1. HABERLER

  2. YORUM ANALİZ

  3. Diyanet’i Atatürk Sopasıyla Terbiye Etmeye Çalışmak!
Diyanet’i Atatürk Sopasıyla Terbiye Etmeye Çalışmak!

Diyanet’i Atatürk Sopasıyla Terbiye Etmeye Çalışmak!

Konjonktürü lehlerine değerlendiren resmi ideoloji savunucuları Kemalist dayatmacılığı her alana taşıma çabasındalar. Diyanet de öncelikli hedefler arasında.

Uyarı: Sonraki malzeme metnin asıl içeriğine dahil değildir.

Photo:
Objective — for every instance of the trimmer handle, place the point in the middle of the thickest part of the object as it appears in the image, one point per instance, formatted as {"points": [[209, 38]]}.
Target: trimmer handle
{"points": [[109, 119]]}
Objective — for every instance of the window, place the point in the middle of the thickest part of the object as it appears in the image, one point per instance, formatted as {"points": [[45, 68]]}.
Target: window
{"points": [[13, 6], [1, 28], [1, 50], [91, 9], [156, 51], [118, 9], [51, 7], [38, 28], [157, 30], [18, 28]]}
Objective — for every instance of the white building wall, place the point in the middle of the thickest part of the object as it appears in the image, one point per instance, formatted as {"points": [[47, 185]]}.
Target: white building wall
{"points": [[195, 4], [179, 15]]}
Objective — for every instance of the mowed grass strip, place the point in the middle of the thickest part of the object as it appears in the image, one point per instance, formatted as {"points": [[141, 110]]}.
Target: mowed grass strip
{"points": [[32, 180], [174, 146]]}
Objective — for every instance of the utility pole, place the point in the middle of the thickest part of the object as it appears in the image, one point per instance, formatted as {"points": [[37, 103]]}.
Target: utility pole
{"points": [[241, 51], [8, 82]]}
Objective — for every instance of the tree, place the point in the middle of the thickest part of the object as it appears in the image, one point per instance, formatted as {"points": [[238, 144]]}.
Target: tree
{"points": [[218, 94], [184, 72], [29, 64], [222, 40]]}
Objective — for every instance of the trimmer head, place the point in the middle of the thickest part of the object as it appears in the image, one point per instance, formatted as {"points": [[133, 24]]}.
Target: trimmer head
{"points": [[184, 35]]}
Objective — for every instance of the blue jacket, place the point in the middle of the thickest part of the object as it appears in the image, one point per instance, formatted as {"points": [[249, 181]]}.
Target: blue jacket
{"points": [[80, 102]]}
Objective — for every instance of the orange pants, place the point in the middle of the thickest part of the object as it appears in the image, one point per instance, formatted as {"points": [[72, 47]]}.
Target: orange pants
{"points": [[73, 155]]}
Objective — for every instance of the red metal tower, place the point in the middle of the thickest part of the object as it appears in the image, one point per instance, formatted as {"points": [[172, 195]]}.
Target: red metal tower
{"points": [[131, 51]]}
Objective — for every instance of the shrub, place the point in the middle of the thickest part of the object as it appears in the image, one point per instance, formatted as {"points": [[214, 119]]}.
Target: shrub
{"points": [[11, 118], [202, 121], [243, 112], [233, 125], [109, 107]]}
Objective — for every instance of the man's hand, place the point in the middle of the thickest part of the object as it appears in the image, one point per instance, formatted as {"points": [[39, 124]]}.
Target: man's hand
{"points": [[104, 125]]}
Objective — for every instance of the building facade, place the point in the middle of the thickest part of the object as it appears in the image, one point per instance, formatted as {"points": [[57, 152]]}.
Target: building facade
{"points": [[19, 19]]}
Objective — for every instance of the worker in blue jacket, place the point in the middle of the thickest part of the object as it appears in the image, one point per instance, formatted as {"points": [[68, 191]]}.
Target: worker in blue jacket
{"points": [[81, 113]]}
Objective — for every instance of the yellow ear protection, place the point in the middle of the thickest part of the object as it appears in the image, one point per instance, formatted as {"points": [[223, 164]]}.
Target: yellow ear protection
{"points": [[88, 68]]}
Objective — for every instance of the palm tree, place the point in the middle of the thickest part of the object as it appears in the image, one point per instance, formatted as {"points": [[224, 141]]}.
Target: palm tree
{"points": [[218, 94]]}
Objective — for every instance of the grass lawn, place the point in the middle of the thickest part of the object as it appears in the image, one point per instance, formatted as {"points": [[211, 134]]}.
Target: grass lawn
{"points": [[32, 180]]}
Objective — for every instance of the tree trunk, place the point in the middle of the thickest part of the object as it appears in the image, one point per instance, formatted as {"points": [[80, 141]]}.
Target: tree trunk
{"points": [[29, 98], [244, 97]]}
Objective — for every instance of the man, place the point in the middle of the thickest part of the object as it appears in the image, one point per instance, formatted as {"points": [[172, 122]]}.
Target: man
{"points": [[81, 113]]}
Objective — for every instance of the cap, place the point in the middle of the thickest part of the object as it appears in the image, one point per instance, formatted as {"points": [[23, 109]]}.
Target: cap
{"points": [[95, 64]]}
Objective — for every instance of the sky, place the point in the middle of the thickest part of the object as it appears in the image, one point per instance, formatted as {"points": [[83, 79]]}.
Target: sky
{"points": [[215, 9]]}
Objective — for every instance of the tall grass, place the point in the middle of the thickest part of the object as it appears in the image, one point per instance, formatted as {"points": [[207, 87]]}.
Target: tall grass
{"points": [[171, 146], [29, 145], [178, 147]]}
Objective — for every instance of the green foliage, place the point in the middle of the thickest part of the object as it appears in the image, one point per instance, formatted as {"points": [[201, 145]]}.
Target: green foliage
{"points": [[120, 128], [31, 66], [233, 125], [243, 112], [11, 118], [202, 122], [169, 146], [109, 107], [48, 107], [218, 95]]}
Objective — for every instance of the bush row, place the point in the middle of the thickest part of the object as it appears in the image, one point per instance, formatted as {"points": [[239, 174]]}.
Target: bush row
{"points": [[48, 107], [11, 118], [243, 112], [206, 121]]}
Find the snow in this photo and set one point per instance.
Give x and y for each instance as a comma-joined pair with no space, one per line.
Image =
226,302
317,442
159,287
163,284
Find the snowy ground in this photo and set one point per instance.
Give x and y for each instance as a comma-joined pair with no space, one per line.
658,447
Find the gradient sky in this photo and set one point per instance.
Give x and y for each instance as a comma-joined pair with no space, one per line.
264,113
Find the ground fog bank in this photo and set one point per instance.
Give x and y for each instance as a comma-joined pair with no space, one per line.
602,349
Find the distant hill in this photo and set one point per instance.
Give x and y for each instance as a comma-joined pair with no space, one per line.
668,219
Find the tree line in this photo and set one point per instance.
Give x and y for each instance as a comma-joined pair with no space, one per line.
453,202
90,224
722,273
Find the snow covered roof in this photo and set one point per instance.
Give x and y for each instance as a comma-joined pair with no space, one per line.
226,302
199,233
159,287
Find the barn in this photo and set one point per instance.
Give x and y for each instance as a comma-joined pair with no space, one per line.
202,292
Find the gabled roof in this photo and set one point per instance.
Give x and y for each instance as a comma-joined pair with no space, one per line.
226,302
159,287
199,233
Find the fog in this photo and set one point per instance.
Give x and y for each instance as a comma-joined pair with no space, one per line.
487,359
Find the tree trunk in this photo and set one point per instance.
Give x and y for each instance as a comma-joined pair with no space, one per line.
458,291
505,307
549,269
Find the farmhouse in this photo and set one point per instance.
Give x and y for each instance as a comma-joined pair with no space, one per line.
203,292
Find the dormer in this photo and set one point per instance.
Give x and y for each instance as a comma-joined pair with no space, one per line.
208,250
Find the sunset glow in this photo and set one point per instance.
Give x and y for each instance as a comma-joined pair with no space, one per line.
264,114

29 Ekim 2019 Salı 10:14A+A-

HAKSÖZ-HABER

Milliyetçi-devletçi atmosfer ‘yeni Türkiye’ iddiasını her geçen gün biraz daha aşındırırken, klasik resmi ideoloji tapıcılığı gemi azıya almış halde. Resmi ideoloji ikonlarını dayatma çabaları hemen her vesileyle arz-ı endam etmekte. Siyaset, medya, eğitim, güvenlik, her alanda boğucu bir kuşatmaya dönüşen bu tutumun hedefinde camiler ve Diyanet de özel bir yer tutmakta. Mustafa Kemal’in adının hutbelerde geçmemesi üzerinden kopartılan cayırtıya şimdi de mahyalar eklendi. İBB’nin Diyanet’e mahyalarda 29 Ekim’le ilgili kutlama mesajı asılması talebi laik bir dayatmaya dönüşme yolunda. Diyanet’i sıkıştırmaya, hizaya getirmeye yönelik beyanlar bu yüzden yoğunlaştırılmakta.

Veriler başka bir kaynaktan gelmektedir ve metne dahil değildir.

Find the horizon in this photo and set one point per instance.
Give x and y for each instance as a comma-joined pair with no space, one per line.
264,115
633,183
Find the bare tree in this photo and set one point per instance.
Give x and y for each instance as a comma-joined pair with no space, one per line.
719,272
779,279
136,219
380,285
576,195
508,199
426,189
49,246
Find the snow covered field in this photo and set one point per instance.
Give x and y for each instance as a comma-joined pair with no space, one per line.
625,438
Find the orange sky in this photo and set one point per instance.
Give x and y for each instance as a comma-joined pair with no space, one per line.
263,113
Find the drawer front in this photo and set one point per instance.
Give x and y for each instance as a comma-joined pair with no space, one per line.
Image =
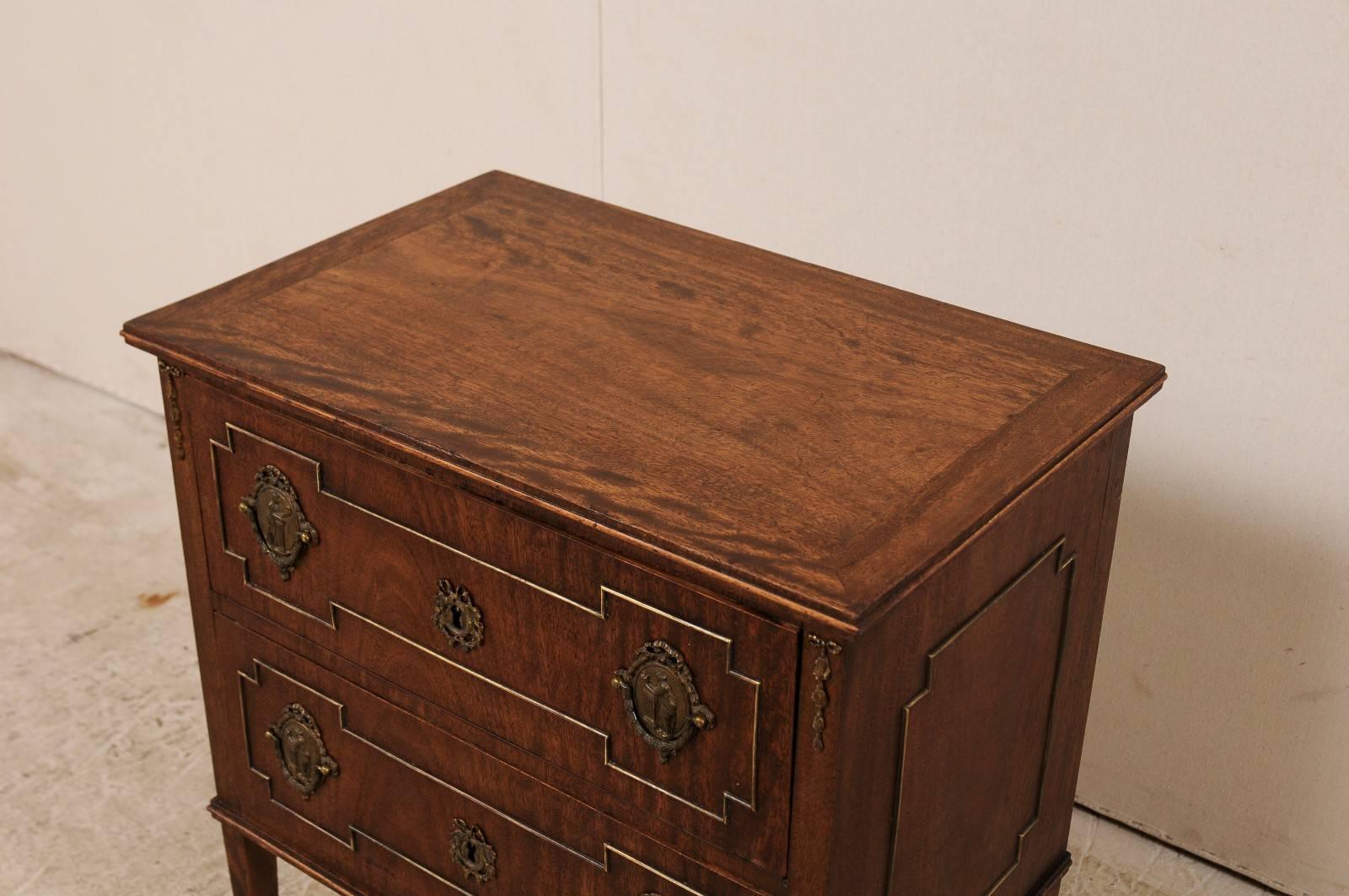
668,698
395,804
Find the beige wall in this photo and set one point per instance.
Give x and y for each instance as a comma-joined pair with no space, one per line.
152,150
1164,179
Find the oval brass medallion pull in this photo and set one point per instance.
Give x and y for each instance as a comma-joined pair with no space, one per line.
472,851
661,700
300,748
458,615
280,525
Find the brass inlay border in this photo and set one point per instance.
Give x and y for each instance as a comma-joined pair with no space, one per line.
1062,563
606,594
255,679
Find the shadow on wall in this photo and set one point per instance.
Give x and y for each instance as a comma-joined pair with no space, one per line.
1224,626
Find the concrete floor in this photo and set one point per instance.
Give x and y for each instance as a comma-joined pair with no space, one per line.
105,774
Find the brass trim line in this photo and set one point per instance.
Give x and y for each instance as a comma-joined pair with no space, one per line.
1062,563
255,679
606,593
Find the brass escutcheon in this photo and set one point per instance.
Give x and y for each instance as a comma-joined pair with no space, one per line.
277,520
300,748
472,853
661,700
458,617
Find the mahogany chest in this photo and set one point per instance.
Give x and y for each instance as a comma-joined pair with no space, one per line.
541,547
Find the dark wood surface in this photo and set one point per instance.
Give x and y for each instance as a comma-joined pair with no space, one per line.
357,822
253,869
611,429
560,619
807,432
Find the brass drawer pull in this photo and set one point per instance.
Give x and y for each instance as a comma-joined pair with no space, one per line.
300,748
472,853
280,525
458,617
661,700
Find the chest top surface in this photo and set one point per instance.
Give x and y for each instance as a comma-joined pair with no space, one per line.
809,433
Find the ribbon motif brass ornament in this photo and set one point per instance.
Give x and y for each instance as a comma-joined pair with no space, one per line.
280,525
472,853
458,615
661,700
172,375
823,673
300,748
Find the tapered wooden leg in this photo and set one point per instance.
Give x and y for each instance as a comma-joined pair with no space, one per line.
253,871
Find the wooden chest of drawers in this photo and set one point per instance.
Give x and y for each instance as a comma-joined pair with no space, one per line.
541,547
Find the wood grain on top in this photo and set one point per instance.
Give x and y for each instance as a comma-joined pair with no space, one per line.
803,431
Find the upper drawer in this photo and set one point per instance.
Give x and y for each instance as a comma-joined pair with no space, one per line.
672,700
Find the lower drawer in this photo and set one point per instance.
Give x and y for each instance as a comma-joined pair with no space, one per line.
395,804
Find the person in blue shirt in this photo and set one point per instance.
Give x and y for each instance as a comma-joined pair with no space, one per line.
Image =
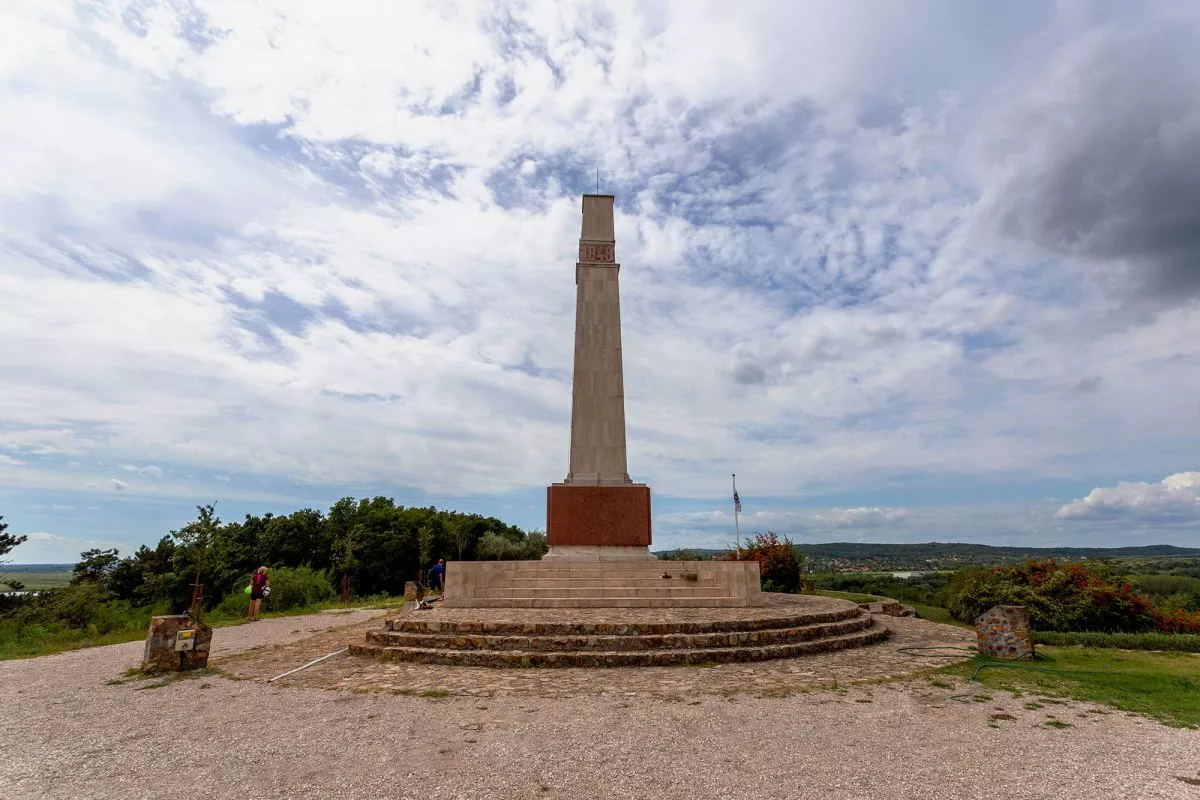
437,576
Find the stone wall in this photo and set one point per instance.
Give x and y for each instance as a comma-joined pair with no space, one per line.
1005,632
161,654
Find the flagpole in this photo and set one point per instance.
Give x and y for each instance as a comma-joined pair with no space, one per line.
737,530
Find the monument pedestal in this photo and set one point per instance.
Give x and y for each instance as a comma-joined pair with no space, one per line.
598,523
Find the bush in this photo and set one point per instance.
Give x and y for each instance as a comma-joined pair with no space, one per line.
495,547
1057,597
294,588
1180,642
778,563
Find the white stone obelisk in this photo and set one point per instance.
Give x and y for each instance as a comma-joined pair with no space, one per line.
598,391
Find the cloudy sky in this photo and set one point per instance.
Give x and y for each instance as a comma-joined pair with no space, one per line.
913,271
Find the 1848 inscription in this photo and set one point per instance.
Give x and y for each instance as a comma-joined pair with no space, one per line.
593,253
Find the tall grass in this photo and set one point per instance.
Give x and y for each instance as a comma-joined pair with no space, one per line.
1177,642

Konuya ilişkin bir yazı kaleme alan Odatv yazarı Müyesser Yıldız geçmişte mahyalara asılan ırkçı-cahili ifadelerin sorun olarak görülmezken Fethullahçılığın revaçta olduğu ve Açılım Sürecinin devam ettiği konjonktürde engellendiğini iddia etmiş. 2009 yılında İstanbul’da selatin camilere Valilik kurulunun yönlendirmesiyle Vakıflar Müdürlüğü tarafından asılan mahyalar üzerine yaşanan tartışmayı hatırlatmış.  Odatv yazarı resmi ideolojik şiarların mahyalara taşınmasının İslami kimliğin camilerde dahi baskılanması olduğu gerçeğini görmezden gelerek, özetle “madem Fethullahçılık çökertildi, Açılım Süreci de bitti, fabrika ayarlarına dönebiliriz” diyor.

Sürecin nereden nereye geldiğini özetleyen söz konusu yazıyı iktibas ediyoruz:

İmamoğlu Mahya Yasağının Mucitlerini Biliyor mu?

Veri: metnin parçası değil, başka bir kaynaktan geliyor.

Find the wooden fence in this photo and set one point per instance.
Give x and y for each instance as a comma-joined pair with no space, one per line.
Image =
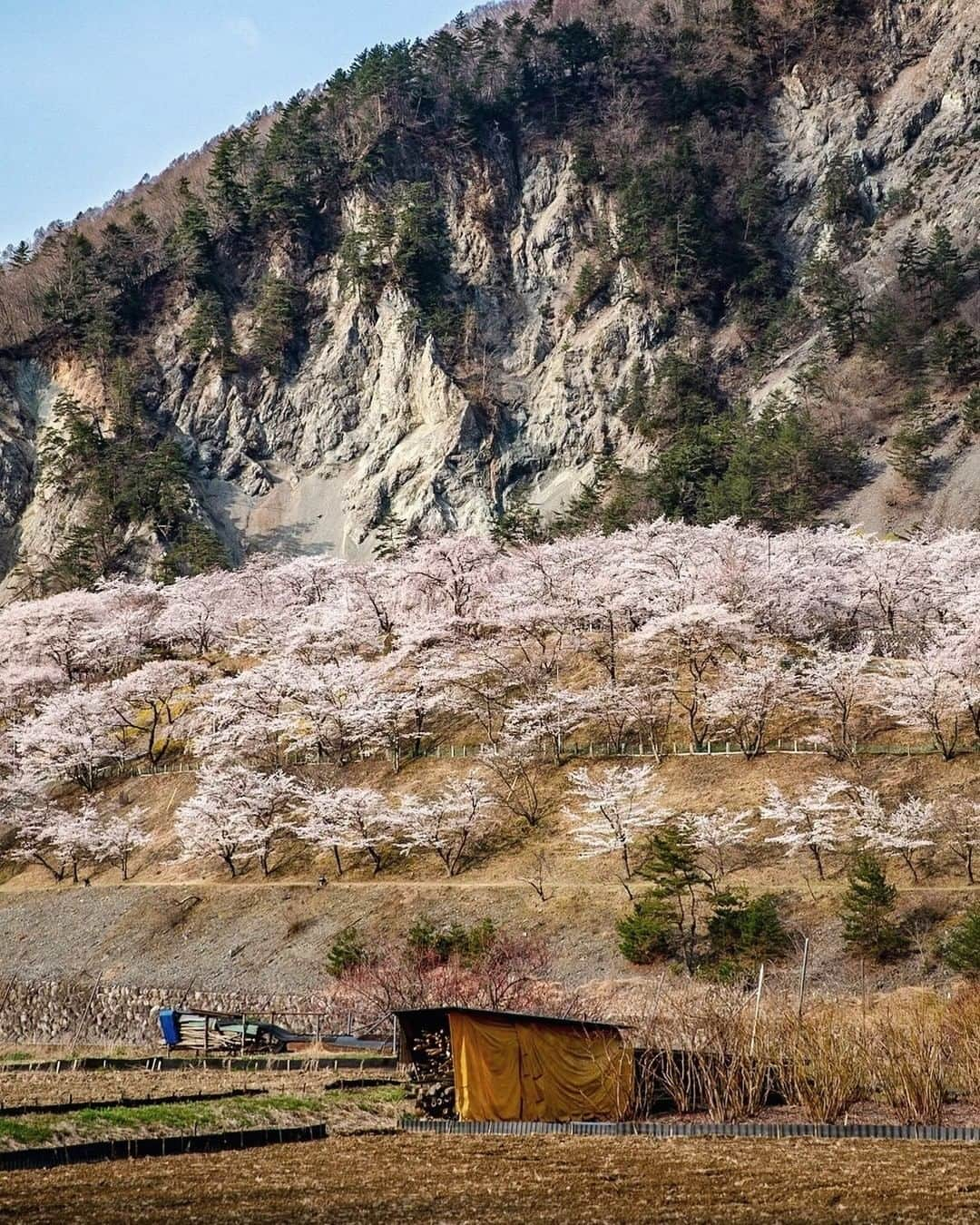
595,749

Yarın en büyük Milli Günümüz Cumhuriyet Bayramı'nın 96'ıncı yıldönümü.

Bir Cumhuriyet kurumu olan ve bizzat Atatürk tarafından kurulan Diyanet İşleri Başkanlığı'nın, Cuma hutbelerinde hem milli günlerimizi hem de Atatürk'ü anmaması ise ülkemizin acı gerçeği.

Geçtiğimiz 30 Ağustos Zafer Bayramı'nda yine bu tablo yaşandı. Eleştiriler üzerine AKP Sözcüsü Ömer Çelik, şu açıklamayı yaptı:

“Diyanet İşleri Başkanlığı önemli bir kurumdur. CHP'nin, Diyanet İşleri Başkanlığıyla hem kurumsal, hem ideolojik bir kavgası olduğunu, ne yaparsa yapsın bu kuruma karşı ideolojik hoşnutsuzluğu olduğunu biliyoruz. Burada Cumhurbaşkanımızın da Diyanet İşleri Başkanımızı gerek kurumu yönetmesindeki performansı, gerek PKK ve FETÖ'nün propagandalarına karşı faaliyetleri sebebiyle takdir ettiğini belirtmek isterim. Atatürk konusunda herhangi bir tartışma yoktur. Ülkemizin kurucu önderidir, minnetle ve saygıyla anıyoruz. Atatürk'e saygı konusunda gereken ihtimamın gösterilmesi konusunda Diyanet İşleri Başkanlığı'nın bir problemi yoktur. Diyanet hassas bir kurumdur, günlük siyasi polemiklerin dışında tutulmalıdır.”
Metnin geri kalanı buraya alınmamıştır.